Цыганка говорит на эту речь погану:
«Поди к цыгану»[242].
Характерно, что высмеиванию подлежат сами слова женщины, пожелавшей завести ребенка, и предпринимающей к этому самостоятельные шаги. Притом что, согласно предписываемой женщинам социокультурной норме, брак и рождение детей не мыслились отдельно одно от другого, в реальной жизни встречались и браки без детей[243] (правда, обусловленные не столько репродуктивным выбором женщин, сколько медицинскими показаниями), и дети вне браков[244].

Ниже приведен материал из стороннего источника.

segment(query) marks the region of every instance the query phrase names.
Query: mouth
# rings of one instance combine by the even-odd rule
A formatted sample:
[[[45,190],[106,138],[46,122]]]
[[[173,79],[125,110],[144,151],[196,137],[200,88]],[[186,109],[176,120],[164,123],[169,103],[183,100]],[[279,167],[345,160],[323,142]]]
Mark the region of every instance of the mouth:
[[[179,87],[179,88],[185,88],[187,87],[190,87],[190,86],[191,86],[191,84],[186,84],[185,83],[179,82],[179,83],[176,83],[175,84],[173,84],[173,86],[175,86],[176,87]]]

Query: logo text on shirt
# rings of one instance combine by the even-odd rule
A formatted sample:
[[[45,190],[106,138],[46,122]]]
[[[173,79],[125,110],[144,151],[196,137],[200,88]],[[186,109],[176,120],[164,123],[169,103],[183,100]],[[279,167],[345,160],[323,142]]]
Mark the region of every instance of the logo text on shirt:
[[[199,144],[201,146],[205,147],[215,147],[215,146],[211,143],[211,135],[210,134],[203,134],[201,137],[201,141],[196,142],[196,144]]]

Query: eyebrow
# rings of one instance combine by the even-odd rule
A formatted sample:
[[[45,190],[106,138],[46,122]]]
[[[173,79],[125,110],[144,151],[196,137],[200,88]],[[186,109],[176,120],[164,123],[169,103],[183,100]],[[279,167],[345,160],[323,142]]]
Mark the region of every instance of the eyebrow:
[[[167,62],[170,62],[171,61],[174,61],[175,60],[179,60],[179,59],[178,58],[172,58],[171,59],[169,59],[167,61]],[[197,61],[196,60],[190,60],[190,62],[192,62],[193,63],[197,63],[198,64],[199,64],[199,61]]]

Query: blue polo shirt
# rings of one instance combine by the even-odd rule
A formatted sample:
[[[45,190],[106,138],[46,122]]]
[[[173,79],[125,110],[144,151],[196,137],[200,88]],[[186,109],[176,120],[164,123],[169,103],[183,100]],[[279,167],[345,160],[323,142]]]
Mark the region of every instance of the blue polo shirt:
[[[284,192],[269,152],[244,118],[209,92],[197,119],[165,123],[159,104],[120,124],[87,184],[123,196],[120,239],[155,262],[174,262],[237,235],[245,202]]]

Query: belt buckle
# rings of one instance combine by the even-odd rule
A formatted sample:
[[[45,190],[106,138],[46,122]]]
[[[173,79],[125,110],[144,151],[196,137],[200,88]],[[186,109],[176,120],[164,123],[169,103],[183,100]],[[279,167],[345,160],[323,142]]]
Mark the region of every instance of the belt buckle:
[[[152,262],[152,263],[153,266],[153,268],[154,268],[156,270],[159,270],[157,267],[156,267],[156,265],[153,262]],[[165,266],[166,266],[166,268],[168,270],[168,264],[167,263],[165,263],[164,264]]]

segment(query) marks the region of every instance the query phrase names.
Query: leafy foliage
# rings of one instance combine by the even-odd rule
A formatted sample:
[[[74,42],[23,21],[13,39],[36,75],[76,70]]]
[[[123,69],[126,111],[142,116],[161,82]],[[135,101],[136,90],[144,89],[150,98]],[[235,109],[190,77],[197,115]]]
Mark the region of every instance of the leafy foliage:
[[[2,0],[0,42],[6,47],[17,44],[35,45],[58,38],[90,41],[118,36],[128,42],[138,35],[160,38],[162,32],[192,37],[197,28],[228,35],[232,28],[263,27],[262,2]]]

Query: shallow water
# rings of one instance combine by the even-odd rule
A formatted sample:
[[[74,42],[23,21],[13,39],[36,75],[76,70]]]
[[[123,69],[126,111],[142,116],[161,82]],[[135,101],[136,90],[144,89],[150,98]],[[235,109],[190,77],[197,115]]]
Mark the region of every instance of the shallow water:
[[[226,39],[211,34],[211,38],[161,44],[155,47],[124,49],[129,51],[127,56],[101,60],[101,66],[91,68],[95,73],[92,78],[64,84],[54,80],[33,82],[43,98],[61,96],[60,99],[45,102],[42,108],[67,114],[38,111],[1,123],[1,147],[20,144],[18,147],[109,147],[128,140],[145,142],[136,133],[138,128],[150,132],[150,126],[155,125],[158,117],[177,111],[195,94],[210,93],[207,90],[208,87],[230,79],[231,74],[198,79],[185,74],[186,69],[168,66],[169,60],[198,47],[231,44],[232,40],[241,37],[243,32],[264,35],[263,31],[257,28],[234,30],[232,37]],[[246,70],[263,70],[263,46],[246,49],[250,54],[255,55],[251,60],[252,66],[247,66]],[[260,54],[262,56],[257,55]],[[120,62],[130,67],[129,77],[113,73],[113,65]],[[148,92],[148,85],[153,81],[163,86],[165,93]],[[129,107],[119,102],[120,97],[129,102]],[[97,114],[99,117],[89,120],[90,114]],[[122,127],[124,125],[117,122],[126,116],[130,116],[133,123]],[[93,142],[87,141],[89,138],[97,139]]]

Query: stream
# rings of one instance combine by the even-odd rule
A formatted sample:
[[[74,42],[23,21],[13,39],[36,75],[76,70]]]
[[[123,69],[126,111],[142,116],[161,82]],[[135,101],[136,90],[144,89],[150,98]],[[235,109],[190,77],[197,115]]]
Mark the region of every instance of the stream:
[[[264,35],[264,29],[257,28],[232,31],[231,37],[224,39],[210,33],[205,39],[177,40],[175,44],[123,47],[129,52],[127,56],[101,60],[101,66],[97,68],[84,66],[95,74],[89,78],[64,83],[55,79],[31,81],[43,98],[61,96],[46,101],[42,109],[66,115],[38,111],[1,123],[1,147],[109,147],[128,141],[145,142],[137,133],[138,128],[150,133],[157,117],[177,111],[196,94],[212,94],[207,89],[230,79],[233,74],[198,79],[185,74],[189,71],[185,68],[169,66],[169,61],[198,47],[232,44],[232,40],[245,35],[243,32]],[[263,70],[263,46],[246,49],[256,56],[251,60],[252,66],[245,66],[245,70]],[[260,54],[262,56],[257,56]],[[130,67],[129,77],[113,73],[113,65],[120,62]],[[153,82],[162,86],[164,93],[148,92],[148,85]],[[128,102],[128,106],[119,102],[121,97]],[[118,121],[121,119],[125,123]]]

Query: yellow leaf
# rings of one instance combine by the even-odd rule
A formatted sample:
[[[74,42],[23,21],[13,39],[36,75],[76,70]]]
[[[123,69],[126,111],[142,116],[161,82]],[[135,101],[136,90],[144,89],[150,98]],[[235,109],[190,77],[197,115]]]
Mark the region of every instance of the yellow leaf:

Применительно к девичеству мы изучали возможности добрачных связей и беременностей дворянок[245], которые запечатлены в том числе и в литературной традиции XIX века[246]. Что касается внебрачных беременностей замужних женщин и вдов, такие примеры тоже существовали[247]. Полковница Татьяна Федоровна Ярославова имела внебрачных детей, «воспитанников», от Ф. Г. Орлова (1741–1796), который не был женат[248]. Печально известная Салтычиха, «вдова Дарья Николаева которая по следствию в Юстиц коллегии оказалась что немалое число людей своих мужескаго и женскаго пола безчеловечно мучителски убивала до смерти», уже находясь в застенке, забеременела от связи с караульным солдатом[249]. Тем более русская мужская эпиграмма второй половины XVIII века, педалировавшая тему женской сексуальности, не оставила этот сюжет без внимания:
«Я обесчещена», – пришла просить вдова.
Однако знал судья, кто просит такова.
«Чем?» – спрашивал ее. «Сегодня у соседа, –
Ответствовала та, – случилася беседа.
Тут гостья на меня так грубо солгала:
Уж ты-де во вдовстве четырех родила».